The same goes for downloading files from the internet. Satellite internet users are only expected to lose a couple of minutes when downloading files above 500MB. Again, this is an issue which is completely negligible.

However, for online activities that require an almost instantaneous transfer of data, high network latency and satellite internet can present some problems.

If you’re using a satellite internet connection for Voice Over Internet Protocol (VoIP), for example, calls may experience some slight delays in transmission and reception. This is a relative issue, as many satellite internet users can deal with one or two seconds delay in communicating via VoIP.

The same delay is true for video streaming, however. But with many video sites offering buffering features, this can easily be remedied by pausing the video until a substantial portion thereof has been loaded.
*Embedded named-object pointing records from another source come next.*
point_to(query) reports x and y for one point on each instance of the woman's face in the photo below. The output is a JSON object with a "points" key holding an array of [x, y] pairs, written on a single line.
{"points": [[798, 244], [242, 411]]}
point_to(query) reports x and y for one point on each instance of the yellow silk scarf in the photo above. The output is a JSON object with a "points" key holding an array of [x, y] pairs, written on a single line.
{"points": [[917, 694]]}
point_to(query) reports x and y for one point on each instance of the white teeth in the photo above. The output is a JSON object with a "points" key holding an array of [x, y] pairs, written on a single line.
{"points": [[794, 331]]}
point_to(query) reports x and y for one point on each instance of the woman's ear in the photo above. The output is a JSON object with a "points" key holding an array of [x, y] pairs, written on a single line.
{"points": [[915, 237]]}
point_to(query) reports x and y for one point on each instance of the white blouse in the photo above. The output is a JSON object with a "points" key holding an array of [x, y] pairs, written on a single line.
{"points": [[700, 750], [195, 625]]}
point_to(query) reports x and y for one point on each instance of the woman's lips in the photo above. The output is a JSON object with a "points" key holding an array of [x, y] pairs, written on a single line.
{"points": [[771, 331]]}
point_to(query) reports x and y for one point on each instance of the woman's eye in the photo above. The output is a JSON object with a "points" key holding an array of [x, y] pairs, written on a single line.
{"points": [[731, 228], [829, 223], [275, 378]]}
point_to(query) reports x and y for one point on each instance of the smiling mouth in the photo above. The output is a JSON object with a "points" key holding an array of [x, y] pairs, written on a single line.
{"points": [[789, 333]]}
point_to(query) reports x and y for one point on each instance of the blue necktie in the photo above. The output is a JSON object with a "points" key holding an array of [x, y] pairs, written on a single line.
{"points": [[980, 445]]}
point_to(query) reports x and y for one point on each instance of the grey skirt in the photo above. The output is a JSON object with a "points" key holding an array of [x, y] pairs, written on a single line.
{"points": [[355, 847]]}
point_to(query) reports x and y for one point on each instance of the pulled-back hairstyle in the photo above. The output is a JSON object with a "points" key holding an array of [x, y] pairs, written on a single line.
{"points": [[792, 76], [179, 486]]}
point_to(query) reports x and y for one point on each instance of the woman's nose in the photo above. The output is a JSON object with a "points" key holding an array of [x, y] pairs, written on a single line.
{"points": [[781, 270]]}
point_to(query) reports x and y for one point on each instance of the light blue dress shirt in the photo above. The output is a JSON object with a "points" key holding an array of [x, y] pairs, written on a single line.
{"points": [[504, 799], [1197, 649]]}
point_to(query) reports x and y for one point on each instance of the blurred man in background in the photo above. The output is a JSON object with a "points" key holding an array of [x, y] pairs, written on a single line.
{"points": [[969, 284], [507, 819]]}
The biggest problem confronting high network latency and satellite internet concerns online games. Most MMORPGs, for example, require a minimum latency tolerance for optimal gameplay. If you have played World of Warcraft, you’d know that a 300 ms latency can spell the difference between beating a raid boss and wiping the entire raid group.

Truly, high latency is part and parcel of satellite internet usage.

But advancements in technology are quickly correcting this issue, and it is expected that by 2013, the latency rate would be comparable to traditional ISP choices.

Additionally, high network latency cannot take away the many benefits that a satellite internet service can provide – connection in remote areas, fast connection speed, cost-efficiency in the long run, less risks of service outage, and ease of assembly and use.

High network latency and satellite internet can indeed pose some problems. But these problems are not that big to take away the total online enjoyment of the satellite internet user.